A imprensa fazia questão de colocar O'Riordan como a figura principal da banda, tendência esta que acabava sendo refletida nos clips. Em outubro de 2004, com o lançamento de No Need to Argue, segundo álbum da banda, e a superexposição de O'Riordan, não somente pelos novos clips, mas também por seu casamento superbadalado, começaram rumores de que a banda se separaria, e a cantora se lançaria em carreira solo. Tais boatos nunca se confirmaram, e No Need to Argue vendeu ainda mais que seu antecessor, estreando já no sexto lugar das paradas americanas. Ode to my Family, a primeira música de trabalho do novo álbum, trouxe a fama mundial aos Cranberries, enquanto Zombie, uma música pesada e depressiva, condenando os ataques do IRA na Irlanda do Norte, chegou ao primeiro lugar das paradas norte-americana e britânica, mostrando outra faceta da banda, a de protesto.

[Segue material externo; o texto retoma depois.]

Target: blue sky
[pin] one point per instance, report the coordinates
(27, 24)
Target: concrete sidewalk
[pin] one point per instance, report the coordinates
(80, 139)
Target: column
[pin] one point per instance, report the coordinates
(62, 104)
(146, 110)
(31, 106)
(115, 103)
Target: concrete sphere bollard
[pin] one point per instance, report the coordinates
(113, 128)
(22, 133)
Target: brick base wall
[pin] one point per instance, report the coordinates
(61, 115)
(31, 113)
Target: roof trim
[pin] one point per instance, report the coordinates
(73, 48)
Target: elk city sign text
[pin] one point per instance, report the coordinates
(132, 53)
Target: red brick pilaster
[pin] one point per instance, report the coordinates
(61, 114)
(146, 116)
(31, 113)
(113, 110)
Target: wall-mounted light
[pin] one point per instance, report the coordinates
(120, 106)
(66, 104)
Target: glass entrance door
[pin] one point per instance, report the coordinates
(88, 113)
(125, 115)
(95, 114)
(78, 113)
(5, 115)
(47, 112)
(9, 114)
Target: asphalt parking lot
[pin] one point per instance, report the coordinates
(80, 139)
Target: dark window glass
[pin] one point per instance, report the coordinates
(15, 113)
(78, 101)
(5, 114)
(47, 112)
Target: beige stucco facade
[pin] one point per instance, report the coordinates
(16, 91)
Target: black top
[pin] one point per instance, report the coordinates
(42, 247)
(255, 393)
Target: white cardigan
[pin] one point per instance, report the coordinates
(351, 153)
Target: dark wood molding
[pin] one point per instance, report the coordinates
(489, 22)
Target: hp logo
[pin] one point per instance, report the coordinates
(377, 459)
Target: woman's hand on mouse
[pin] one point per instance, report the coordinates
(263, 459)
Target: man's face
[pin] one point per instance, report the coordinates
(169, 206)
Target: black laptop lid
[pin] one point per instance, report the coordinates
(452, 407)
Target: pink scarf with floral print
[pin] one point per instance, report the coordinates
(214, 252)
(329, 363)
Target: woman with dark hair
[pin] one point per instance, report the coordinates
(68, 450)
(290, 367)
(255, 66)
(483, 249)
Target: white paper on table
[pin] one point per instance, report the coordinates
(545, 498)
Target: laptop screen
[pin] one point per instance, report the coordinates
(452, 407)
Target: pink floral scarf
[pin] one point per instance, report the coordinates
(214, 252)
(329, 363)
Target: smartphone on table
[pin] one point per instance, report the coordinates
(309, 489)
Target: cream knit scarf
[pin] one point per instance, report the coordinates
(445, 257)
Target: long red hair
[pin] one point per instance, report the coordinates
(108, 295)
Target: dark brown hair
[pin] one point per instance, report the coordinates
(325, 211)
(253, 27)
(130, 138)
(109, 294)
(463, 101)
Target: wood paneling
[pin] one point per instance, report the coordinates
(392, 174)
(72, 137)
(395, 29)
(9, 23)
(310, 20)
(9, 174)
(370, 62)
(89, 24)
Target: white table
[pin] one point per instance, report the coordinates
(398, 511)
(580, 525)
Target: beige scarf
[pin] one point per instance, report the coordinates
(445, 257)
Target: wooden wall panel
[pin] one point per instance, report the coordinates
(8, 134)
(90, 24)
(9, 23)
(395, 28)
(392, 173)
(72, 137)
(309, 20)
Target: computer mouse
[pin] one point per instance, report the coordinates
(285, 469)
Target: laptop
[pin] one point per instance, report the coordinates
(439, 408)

O próximo álbum só seria lançado no início de 1996, após bem-sucedidas turnês. To the Faithful Departed buscava colocar o resto da banda em evidência, desviando um pouco o foco da superexposta O'Riordan. A banda também optou por falar mais de temas sociais, como drogas em Salvation ou a guerra em Bosnia. Antes deste álbum, os Cranberries também decidiram mudar de produtor, agora trabalhando com Bruce Fairbarn, ex-produtor do Aerosmith. Mesmo tendo estreado em sexto lugar nas paradas americanas, as vendas de To the Faithful Departed logo caíram, e nenhuma de suas músicas de trabalho conseguiu repetir o desempenho de suas antecessoras. Apesar disso, a banda parecia satisfeita com seu novo estilo, mais preocupado com questões sociais e políticas.

Tal estilo seria mantido no álbum seguinte, Bury the Hatchet, lançado apenas em 1999. Desta vez, músicas mais sérias como Animal Instinct se mesclavam a canções leves e animadas como Just my Imagination, resultando no perfeito casamento entre os estilos anteriores da banda. Foi um álbum bem sucedido comercialmente, e muito exaltado pela crítica.

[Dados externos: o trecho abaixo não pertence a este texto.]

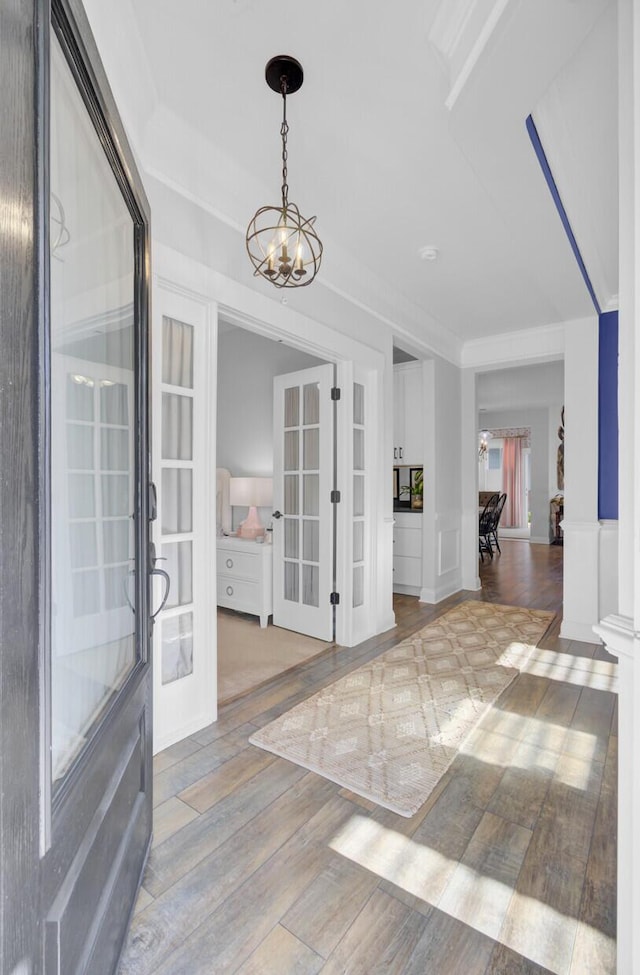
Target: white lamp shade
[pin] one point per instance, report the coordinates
(250, 491)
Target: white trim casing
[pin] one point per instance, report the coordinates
(581, 527)
(189, 704)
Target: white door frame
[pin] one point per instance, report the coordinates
(352, 358)
(293, 611)
(186, 705)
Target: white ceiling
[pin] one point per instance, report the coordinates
(524, 387)
(377, 154)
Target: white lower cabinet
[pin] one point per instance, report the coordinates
(245, 577)
(407, 553)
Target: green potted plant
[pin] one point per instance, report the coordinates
(415, 488)
(417, 482)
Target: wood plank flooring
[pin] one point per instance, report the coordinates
(262, 868)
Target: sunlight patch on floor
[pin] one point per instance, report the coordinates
(510, 740)
(533, 929)
(601, 675)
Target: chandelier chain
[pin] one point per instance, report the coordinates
(284, 131)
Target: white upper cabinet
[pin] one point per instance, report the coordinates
(408, 414)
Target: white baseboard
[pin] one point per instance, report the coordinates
(190, 728)
(583, 632)
(388, 623)
(406, 590)
(433, 596)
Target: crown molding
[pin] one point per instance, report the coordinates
(542, 344)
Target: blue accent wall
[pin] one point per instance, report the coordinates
(608, 415)
(553, 189)
(607, 357)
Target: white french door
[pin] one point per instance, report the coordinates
(357, 448)
(184, 642)
(303, 526)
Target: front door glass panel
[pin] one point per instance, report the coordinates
(93, 426)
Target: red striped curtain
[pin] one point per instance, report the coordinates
(512, 515)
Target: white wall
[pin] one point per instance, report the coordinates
(442, 513)
(247, 364)
(538, 422)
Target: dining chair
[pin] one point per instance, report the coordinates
(493, 534)
(485, 526)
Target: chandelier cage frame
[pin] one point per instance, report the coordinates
(282, 245)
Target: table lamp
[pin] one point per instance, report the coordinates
(251, 493)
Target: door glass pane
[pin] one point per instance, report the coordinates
(82, 502)
(292, 406)
(114, 403)
(358, 404)
(311, 540)
(291, 582)
(291, 504)
(114, 449)
(310, 585)
(79, 398)
(178, 564)
(177, 427)
(311, 495)
(82, 538)
(358, 494)
(177, 500)
(291, 538)
(177, 647)
(80, 446)
(118, 581)
(311, 403)
(358, 586)
(358, 541)
(115, 495)
(93, 428)
(358, 450)
(311, 449)
(177, 353)
(291, 450)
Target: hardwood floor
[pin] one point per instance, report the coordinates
(261, 867)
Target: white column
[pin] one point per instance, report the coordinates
(469, 466)
(580, 526)
(620, 631)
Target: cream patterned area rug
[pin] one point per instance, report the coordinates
(389, 730)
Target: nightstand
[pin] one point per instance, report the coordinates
(245, 574)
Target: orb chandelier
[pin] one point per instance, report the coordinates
(282, 245)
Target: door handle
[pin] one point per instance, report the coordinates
(153, 559)
(167, 589)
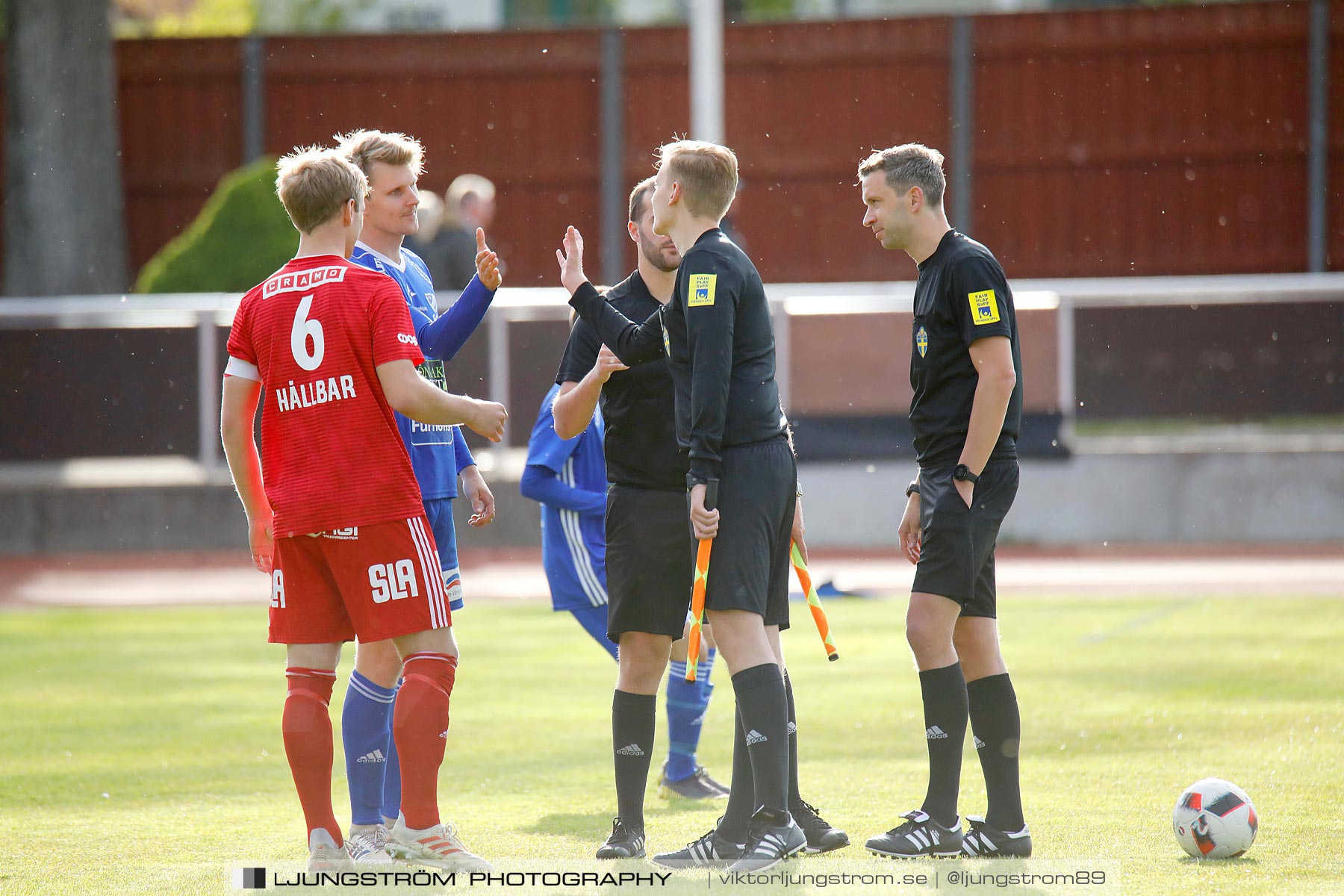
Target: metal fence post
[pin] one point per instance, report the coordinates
(253, 49)
(961, 122)
(1317, 81)
(208, 391)
(613, 158)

O último lançamento inédito dos Cranberries saiu em 2001, Wake Up and Smell the Coffee. Novamente com Stephen Street, e com O'Riordan em uma nova fase, a banda decidiu retomar o caminho mais leve, fazendo deste um álbum mais semelhante ao primeiro. Infelizmente, este não vendeu tanto quanto os demais, e passou quase apagado, com suas músicas de trabalho, This is the Day e Every Morning tocando pouco nas rádios se comparadas a outros sucessos da banda.

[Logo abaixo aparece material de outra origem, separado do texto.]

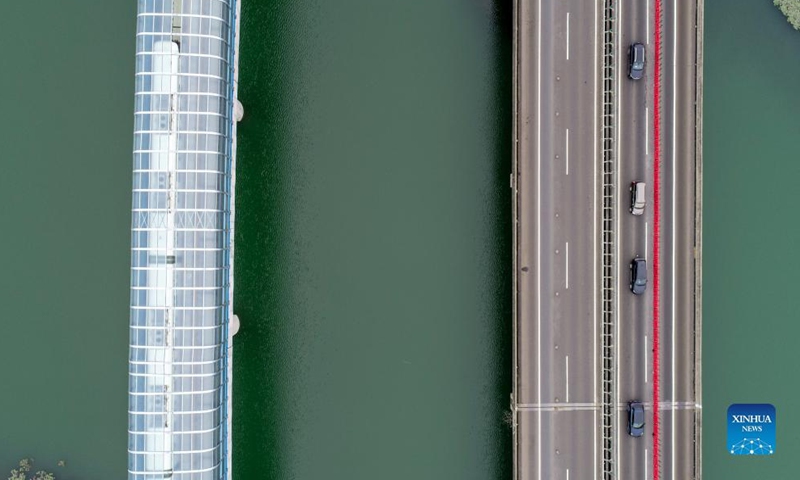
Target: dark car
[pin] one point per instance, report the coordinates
(638, 275)
(635, 418)
(636, 55)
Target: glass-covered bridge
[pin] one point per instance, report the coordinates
(179, 413)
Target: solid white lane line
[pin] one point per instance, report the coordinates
(647, 130)
(596, 238)
(539, 235)
(645, 359)
(567, 35)
(674, 213)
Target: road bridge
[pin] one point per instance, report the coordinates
(583, 343)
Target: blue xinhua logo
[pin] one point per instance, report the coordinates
(751, 429)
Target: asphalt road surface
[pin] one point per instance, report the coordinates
(557, 234)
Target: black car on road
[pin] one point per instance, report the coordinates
(638, 275)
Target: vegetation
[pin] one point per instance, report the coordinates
(23, 472)
(790, 8)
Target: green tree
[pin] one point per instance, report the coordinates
(790, 8)
(24, 469)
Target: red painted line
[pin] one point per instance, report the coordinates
(656, 231)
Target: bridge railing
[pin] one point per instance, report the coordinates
(608, 241)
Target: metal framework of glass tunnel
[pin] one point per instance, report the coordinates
(179, 412)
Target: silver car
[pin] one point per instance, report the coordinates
(637, 198)
(635, 419)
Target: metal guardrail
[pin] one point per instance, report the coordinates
(608, 307)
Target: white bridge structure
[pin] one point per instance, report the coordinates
(181, 317)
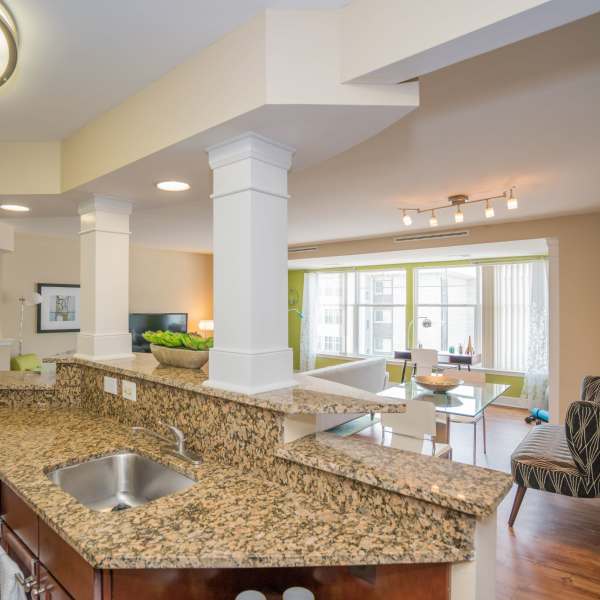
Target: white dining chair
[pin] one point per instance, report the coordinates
(476, 378)
(424, 361)
(414, 429)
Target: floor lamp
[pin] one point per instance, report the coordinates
(32, 300)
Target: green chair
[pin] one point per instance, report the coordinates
(26, 362)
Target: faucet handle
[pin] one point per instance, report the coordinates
(179, 436)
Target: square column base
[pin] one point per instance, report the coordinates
(250, 373)
(103, 346)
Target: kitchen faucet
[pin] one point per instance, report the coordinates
(177, 447)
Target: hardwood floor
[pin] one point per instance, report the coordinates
(553, 551)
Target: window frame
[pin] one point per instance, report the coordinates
(354, 305)
(478, 333)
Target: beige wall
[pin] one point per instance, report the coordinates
(578, 239)
(168, 281)
(161, 281)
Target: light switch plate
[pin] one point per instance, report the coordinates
(129, 390)
(110, 385)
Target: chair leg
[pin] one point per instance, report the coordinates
(484, 434)
(516, 504)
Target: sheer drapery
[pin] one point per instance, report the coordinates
(520, 325)
(511, 316)
(535, 387)
(309, 333)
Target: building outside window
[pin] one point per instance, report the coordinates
(450, 297)
(362, 312)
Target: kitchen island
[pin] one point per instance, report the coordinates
(263, 511)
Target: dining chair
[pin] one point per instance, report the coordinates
(475, 378)
(415, 429)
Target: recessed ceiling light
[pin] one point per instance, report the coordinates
(8, 45)
(15, 207)
(173, 186)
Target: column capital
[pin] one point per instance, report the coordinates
(104, 204)
(250, 145)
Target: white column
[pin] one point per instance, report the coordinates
(104, 247)
(251, 353)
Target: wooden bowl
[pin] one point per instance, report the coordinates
(179, 357)
(438, 384)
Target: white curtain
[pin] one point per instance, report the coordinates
(309, 332)
(535, 388)
(511, 316)
(520, 323)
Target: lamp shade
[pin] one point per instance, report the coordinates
(206, 325)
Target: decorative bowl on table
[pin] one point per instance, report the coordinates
(178, 349)
(438, 384)
(179, 357)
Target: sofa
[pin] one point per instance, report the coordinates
(366, 374)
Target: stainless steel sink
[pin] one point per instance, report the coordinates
(119, 481)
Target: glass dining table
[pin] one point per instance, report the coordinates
(467, 401)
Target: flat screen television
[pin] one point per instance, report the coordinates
(140, 322)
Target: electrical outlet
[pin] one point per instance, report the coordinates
(110, 385)
(128, 389)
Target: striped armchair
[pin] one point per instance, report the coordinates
(562, 460)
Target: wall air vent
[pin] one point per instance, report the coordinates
(442, 235)
(305, 249)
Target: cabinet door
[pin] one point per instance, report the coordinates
(19, 517)
(49, 588)
(17, 551)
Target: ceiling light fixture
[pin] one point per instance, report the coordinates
(173, 186)
(15, 207)
(457, 202)
(459, 215)
(8, 45)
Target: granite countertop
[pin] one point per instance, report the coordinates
(229, 519)
(472, 490)
(23, 380)
(311, 395)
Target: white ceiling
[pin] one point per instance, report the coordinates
(466, 252)
(525, 115)
(79, 58)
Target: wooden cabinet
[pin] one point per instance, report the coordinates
(49, 588)
(19, 517)
(14, 547)
(74, 573)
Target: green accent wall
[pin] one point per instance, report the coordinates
(296, 288)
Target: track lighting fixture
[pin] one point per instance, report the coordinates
(457, 202)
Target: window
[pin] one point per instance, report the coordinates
(332, 344)
(449, 299)
(362, 312)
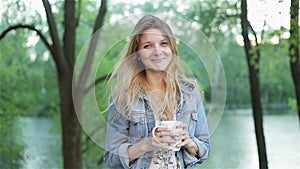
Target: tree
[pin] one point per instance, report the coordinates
(294, 50)
(63, 53)
(253, 56)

Em 2002, para comemorar dez anos de estrada, os Cranberries lançaram Stars, uma coletânea com duas faixas inéditas, e em duas versões, sendo que uma delas acompanhava um DVD. Atualmente, os Cranberries estão trabalhando em seu próximo lançamento, sobre o qual pouco se sabe, mas deverá estar nas lojas no ano que vem. Rumores sobre a banda acabar para que Dolores O'Riordan se lance solo continuam aparecendo, mas jamais se confirmam. Se a banda optará por seguir uma trilha leve, ou voltará para o caminho do protesto nestes tempos tão turbulentos, é uma questão que só o próximo lançamento poderá responder.